The simplest format for CSV is to have the text documents one-per-row in a column and any labels or meta data in different columns.
For full details on data upload refer to
Defining your projects details
Once you've uploaded data you'll be shown a preview of an individual data-point and asked to specify which text field to use as input to the model and what the possible target labels are for your model (your "labelling taxonomy").
e.g if you were classifying sentiment, possible labels could be: "positive, negative, neutral".
If you uploaded data that already has some labels, Humanloop will automatically extract the possible labels.
You can edit the labelling taxonomy using the Edit button beside Output (you can also edit the labelling taxonomy after you create your project - more on this later)

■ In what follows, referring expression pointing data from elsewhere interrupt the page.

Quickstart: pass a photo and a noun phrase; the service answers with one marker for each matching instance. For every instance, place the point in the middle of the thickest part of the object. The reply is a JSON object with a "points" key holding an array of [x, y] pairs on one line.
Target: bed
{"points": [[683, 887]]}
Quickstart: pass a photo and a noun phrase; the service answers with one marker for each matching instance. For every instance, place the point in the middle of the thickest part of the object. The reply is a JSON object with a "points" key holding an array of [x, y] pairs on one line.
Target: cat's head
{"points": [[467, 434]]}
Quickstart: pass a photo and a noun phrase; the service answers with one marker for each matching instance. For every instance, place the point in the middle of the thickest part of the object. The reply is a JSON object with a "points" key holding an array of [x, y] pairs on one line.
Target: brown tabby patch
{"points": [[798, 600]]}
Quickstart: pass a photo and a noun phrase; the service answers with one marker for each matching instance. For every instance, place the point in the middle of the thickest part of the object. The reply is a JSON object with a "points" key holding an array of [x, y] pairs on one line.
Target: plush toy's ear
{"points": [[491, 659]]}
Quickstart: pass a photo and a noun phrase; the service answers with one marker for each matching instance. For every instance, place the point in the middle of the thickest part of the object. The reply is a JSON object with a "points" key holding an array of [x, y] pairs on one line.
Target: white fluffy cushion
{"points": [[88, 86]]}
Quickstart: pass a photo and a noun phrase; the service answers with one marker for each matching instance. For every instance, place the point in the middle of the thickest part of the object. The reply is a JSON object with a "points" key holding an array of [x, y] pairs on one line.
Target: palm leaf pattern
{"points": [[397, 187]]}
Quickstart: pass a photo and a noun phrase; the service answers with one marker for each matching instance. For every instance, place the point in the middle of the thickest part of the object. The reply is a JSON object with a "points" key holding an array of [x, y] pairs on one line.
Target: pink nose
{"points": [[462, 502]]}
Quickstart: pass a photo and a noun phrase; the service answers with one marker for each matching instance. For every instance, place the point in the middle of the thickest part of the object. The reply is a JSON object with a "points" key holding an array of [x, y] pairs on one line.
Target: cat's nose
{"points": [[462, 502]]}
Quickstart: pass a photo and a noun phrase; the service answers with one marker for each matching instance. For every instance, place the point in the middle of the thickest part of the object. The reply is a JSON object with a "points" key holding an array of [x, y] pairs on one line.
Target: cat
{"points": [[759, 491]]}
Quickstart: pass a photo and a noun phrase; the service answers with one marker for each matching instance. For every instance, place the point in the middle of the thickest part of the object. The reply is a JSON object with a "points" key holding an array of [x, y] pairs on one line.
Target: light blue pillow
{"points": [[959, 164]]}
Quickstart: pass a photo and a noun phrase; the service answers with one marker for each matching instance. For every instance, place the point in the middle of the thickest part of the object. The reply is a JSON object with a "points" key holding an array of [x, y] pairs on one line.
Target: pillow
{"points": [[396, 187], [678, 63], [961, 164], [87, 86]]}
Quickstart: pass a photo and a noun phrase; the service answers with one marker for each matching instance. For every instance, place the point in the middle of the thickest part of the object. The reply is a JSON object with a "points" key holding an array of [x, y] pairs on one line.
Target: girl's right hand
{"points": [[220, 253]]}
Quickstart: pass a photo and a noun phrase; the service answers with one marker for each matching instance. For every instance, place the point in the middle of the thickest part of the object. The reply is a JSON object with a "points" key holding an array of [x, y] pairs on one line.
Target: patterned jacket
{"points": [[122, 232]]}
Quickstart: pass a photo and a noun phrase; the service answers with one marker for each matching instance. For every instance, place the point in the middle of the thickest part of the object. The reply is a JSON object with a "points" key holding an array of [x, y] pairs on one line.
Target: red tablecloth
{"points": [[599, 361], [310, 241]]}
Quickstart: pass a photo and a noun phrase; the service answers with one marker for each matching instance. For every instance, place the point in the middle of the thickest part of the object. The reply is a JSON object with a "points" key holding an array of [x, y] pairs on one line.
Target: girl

There are two types of model you can choose by selecting from the 'Output data' dropdown if you have no initial labels for your data:
- New Classification - This will train a model that takes text as input and returns one of the possible labels and their confidence. To make this model "multi-label" (i.e. the model returns one or more of the possible labels), toggle the Allow multiple labels to be selected button.
- New Span Tagging - This will train a model that takes text as input and returns spans of text as output. (e.g for Named Entity Recognition).
You can also add short instructions for annotators (if you have longer annotation guidelines these can be uploaded after project creation.)
Once you are happy with the project details, click Create Project to get started teaching the model through annotation.
If you're working as an individual you can simply start annotating your data and as you do the model will learn from you and give you feedback on performance in real time.
However, it's very common to have a team of subject matter experts who will aid in annotation. If this is the case you can invite annotators to the project by selecting the Invite others button, or from the annotation interface:
- Click on the Project button in the top right of the annotation interface.
- Click on the tab labelled Humans on the left bar
- Add the email addresses of the annotators you would like on the project. These people will recieve an email that will take them through to the labelling instructions and then the annotation page.
From this projects page, you can also define long form Annotation Guidelines for your annotators in markdown that will be accessible from the annotation interface.
Annotate and Train Your Model
Once your annotators have logged in they will come to the annotation interface.
- On the right side of the page you will see one document alongside possible labels. Use the keyboard shortcuts to select the most appropriate label and submit to the model.
- On the left hand side of the page, you will see your prioritised list of documents (with the ability to search using key words - this is handy if you have some insights around what words may correspond to what labels).
- There is also an option to flag or skip a document to come back to later.
As you label Humanloop will train a model in real time and report back the current performance of the model as well as model predictions for both labelled and unlabelled data.
It will also prioritise the unlabelled data based on which data points it thinks are most valuable using our active learning, so that you're always labelling the most valuable data for the model.
When the performance of the model reaches a level that you're happy with, you're ready to deploy.
To edit labels as you go, select the edit labels link. You can add, remove, or edit existing labels - any changes you make will be pushed to all annotators and so this is reserved for project owners.
It can also be helpful to review your own annotation work and the work of others - as well as reassign annotation tasks to different users.
Click on the Project button in the top right of the annotation interface, select the Tasks and data tab and select the View all tasks button.
This provides you with a tabular view of all the annotation tasks associated to your project and the ability to filter on various criteria and assign tasks to different users:
To deploy your model, click on the blue Project button in the top right of the annotation interface and then click on the Integrations tab.
On this page you'll be provided an API key that will allow you to route predictions to your model. See here for full deployment API docs.
Thats it! Your model is hosted and ready to be used.